Des chercheurs de l’Université du Maryland ont découvert une méthode simple pour prolonger considérablement la durée de vie des batteries lithium-ion, une technologie de base qui alimente tout, des smartphones aux véhicules électriques. La clé réside dans un ajustement chimique subtil qui favorise la formation d’une couche protectrice sur la cathode de la batterie, ce qui était auparavant considéré comme extrêmement difficile.
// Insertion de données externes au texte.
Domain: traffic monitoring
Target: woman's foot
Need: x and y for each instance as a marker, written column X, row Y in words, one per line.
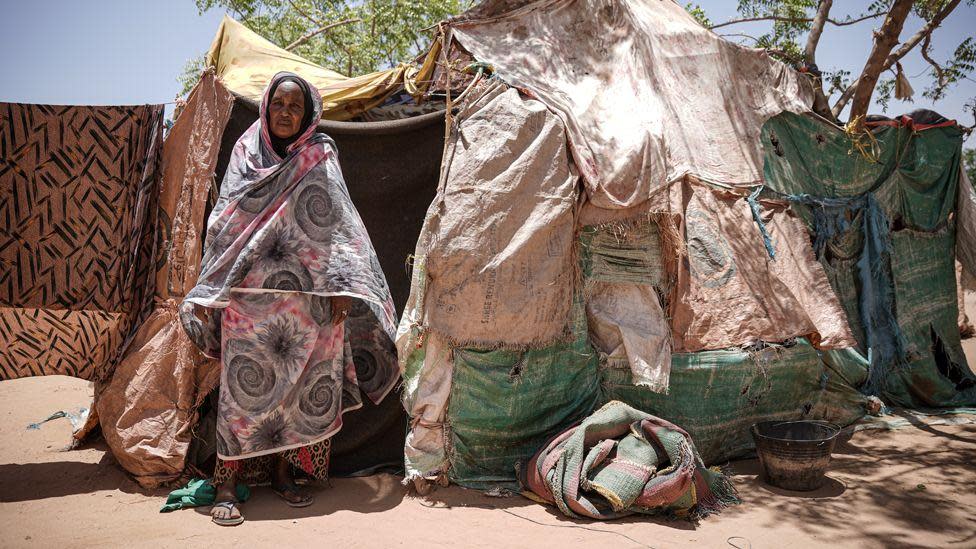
column 283, row 484
column 225, row 512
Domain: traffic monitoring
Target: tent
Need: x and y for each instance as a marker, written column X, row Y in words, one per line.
column 634, row 209
column 629, row 208
column 98, row 187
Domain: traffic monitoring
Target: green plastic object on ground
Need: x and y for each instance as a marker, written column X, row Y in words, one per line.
column 198, row 492
column 717, row 395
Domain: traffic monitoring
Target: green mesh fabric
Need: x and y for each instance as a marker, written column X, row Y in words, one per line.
column 914, row 183
column 506, row 404
column 631, row 255
column 717, row 395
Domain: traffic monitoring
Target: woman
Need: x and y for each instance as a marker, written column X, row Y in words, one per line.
column 287, row 260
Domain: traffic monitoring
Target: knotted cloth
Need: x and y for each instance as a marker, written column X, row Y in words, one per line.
column 621, row 461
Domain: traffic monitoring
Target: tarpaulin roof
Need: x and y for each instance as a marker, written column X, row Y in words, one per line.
column 245, row 62
column 647, row 94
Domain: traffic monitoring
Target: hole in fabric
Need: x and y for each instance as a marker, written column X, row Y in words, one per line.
column 515, row 374
column 947, row 368
column 898, row 224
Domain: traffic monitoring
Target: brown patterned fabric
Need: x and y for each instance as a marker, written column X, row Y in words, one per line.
column 78, row 192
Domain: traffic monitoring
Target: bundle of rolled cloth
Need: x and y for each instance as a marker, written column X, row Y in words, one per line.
column 621, row 461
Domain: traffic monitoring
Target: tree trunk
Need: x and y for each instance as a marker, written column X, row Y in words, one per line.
column 885, row 39
column 820, row 104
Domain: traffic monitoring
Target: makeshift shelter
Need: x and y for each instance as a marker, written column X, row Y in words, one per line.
column 630, row 209
column 616, row 221
column 89, row 254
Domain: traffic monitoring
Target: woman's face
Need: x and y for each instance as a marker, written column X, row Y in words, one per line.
column 286, row 110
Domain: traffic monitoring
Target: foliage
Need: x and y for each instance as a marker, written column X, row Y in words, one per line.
column 699, row 14
column 191, row 74
column 790, row 21
column 369, row 34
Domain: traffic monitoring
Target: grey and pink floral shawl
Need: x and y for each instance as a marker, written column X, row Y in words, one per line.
column 288, row 225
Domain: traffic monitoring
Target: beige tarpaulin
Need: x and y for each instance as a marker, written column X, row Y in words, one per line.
column 500, row 263
column 731, row 293
column 425, row 398
column 245, row 62
column 148, row 407
column 647, row 94
column 627, row 323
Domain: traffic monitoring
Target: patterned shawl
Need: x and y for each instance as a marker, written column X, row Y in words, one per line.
column 288, row 225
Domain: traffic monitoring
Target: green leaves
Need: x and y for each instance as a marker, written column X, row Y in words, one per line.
column 359, row 36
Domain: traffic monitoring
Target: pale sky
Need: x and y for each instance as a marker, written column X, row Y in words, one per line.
column 132, row 51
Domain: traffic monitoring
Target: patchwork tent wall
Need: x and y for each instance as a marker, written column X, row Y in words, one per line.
column 884, row 223
column 78, row 194
column 599, row 233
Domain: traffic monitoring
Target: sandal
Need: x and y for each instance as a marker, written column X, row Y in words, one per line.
column 229, row 520
column 286, row 490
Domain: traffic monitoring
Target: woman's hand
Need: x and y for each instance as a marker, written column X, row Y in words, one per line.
column 340, row 308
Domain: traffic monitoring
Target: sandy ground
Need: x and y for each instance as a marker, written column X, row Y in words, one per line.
column 910, row 487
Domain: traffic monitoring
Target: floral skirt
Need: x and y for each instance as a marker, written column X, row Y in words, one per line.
column 311, row 460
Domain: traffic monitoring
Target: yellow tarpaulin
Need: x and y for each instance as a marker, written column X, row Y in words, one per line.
column 245, row 62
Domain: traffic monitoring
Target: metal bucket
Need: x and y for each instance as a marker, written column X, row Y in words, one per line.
column 794, row 454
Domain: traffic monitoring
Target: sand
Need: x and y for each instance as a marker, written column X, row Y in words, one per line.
column 910, row 487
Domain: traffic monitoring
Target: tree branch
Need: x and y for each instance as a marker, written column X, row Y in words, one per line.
column 885, row 39
column 311, row 34
column 939, row 71
column 304, row 13
column 820, row 104
column 834, row 22
column 896, row 56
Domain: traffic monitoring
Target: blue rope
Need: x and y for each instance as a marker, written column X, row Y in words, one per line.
column 753, row 201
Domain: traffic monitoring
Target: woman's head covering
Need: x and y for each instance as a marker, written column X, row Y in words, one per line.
column 313, row 112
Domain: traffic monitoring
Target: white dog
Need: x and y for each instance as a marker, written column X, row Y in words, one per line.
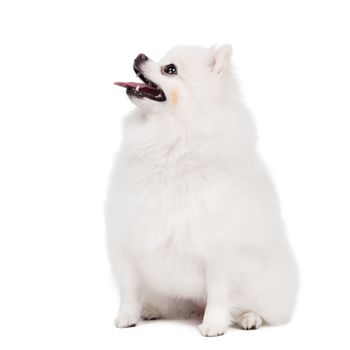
column 193, row 220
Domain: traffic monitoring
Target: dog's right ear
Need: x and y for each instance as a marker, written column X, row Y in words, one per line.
column 222, row 59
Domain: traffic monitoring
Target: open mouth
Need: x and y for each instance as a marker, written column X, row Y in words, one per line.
column 148, row 90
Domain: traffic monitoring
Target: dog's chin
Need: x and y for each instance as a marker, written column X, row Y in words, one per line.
column 146, row 105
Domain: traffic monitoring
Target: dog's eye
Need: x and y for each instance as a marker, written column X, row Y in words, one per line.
column 169, row 69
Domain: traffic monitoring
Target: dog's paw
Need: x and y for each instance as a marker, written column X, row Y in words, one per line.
column 150, row 313
column 126, row 321
column 212, row 329
column 249, row 320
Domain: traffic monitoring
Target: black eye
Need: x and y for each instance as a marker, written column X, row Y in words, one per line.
column 170, row 69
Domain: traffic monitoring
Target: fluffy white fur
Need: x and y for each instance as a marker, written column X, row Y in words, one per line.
column 193, row 220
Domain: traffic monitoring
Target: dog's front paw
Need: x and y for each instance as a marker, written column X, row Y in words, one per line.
column 249, row 320
column 212, row 329
column 125, row 321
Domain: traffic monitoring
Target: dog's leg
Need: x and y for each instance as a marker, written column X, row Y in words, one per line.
column 217, row 316
column 130, row 301
column 249, row 320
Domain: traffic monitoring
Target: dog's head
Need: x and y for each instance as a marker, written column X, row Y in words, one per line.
column 186, row 76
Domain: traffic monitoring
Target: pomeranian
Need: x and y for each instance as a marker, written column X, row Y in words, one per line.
column 193, row 220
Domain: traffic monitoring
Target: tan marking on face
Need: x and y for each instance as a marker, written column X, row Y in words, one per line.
column 174, row 97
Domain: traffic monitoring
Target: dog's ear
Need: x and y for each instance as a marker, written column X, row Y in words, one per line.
column 222, row 59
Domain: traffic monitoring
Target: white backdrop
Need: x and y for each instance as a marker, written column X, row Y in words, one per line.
column 60, row 126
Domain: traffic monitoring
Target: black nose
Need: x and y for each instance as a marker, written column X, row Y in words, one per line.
column 140, row 58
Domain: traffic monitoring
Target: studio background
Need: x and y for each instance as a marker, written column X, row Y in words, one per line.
column 60, row 126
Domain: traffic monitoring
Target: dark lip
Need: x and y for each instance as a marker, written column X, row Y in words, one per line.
column 141, row 75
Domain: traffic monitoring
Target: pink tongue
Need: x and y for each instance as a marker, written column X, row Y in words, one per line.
column 130, row 85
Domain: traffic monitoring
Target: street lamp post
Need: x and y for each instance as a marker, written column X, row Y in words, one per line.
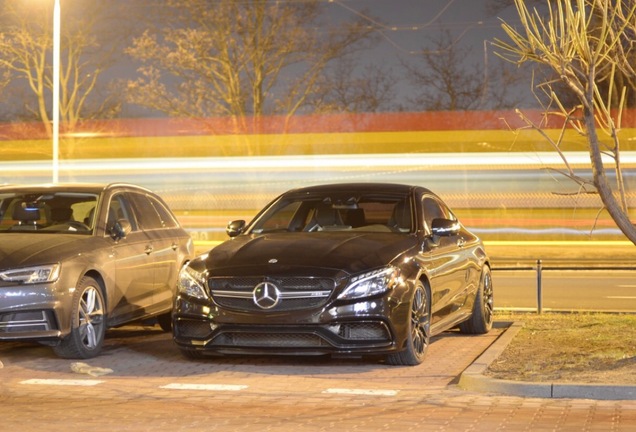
column 56, row 89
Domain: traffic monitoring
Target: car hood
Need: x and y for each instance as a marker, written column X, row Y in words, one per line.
column 18, row 250
column 305, row 253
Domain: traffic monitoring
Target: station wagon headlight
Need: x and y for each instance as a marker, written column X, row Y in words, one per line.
column 192, row 283
column 32, row 275
column 371, row 283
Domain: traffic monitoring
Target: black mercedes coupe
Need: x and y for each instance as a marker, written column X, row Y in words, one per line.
column 344, row 270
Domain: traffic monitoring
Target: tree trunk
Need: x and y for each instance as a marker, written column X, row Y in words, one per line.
column 620, row 217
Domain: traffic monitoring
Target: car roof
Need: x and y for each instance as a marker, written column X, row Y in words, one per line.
column 69, row 187
column 360, row 188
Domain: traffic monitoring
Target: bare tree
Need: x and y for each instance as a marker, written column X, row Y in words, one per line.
column 585, row 42
column 344, row 89
column 241, row 59
column 25, row 46
column 449, row 82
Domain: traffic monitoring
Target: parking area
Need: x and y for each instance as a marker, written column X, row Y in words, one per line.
column 146, row 384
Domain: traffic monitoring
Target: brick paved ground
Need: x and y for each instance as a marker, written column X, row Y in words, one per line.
column 153, row 388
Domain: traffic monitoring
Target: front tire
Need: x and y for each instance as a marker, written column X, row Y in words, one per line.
column 88, row 322
column 419, row 330
column 481, row 319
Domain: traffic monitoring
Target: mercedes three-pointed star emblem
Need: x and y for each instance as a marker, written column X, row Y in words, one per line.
column 266, row 295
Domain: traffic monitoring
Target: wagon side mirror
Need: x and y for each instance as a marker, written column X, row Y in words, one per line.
column 120, row 229
column 235, row 228
column 444, row 227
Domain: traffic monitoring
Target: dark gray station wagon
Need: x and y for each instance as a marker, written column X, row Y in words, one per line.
column 76, row 259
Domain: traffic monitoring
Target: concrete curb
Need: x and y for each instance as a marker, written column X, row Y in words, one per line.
column 473, row 378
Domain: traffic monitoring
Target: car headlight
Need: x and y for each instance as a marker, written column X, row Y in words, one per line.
column 192, row 283
column 32, row 275
column 371, row 283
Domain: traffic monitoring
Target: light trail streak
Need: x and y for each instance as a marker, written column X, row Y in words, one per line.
column 442, row 161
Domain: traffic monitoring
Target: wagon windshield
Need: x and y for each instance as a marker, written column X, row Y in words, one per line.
column 46, row 212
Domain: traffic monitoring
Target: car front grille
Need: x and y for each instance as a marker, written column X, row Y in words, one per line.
column 20, row 322
column 285, row 294
column 192, row 329
column 335, row 335
column 270, row 340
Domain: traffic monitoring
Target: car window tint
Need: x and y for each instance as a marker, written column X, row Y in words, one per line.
column 147, row 216
column 45, row 211
column 432, row 210
column 167, row 219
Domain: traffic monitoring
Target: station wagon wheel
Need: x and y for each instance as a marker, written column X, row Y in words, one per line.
column 419, row 330
column 88, row 323
column 481, row 319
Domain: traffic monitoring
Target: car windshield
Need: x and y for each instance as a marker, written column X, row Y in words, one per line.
column 371, row 212
column 46, row 212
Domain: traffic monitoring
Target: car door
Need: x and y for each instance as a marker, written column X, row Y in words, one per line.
column 134, row 264
column 447, row 270
column 163, row 232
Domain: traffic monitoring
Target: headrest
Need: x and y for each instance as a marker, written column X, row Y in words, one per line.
column 25, row 214
column 61, row 214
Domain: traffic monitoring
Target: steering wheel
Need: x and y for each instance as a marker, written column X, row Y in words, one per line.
column 78, row 225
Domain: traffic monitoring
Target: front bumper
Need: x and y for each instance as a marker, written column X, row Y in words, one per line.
column 364, row 327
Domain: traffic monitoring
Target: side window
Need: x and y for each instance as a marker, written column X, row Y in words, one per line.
column 147, row 216
column 432, row 210
column 167, row 219
column 119, row 208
Le problème avec les batteries lithium-ion
Les batteries lithium-ion se dégradent avec le temps en raison de la dégradation chimique de l’électrolyte, le liquide qui permet aux ions de se déplacer entre les électrodes. Actuellement, une couche protectrice se forme naturellement sur l’anode négative, la stabilisant. Mais la cathode positive, qui fonctionne dans des conditions plus réactives, subit traditionnellement une dégradation plus rapide car l’électrolyte se décompose avant qu’un revêtement protecteur stable puisse se former. Cela limite la longévité et les performances de la batterie.
La solution : la répartition guidée des électrolytes
L’équipe, dirigée par Chunsheng Wang, a utilisé une réaction empruntée à la chimie organique pour « guider » la dégradation de l’électrolyte. Au lieu d’une dégradation aléatoire, l’électrolyte altéré se décompose de manière contrôlée, créant ainsi une couche protectrice stable sur la cathode. Cette couche protège la cathode d’une panne supplémentaire, améliorant ainsi considérablement sa durée de vie.
“En guidant la dégradation de l’électrolyte au niveau moléculaire, nous avons pu contrôler avec précision la couche protectrice qui se forme sur la cathode”, explique Xiyue Zhang, chercheur postdoctoral sur le projet.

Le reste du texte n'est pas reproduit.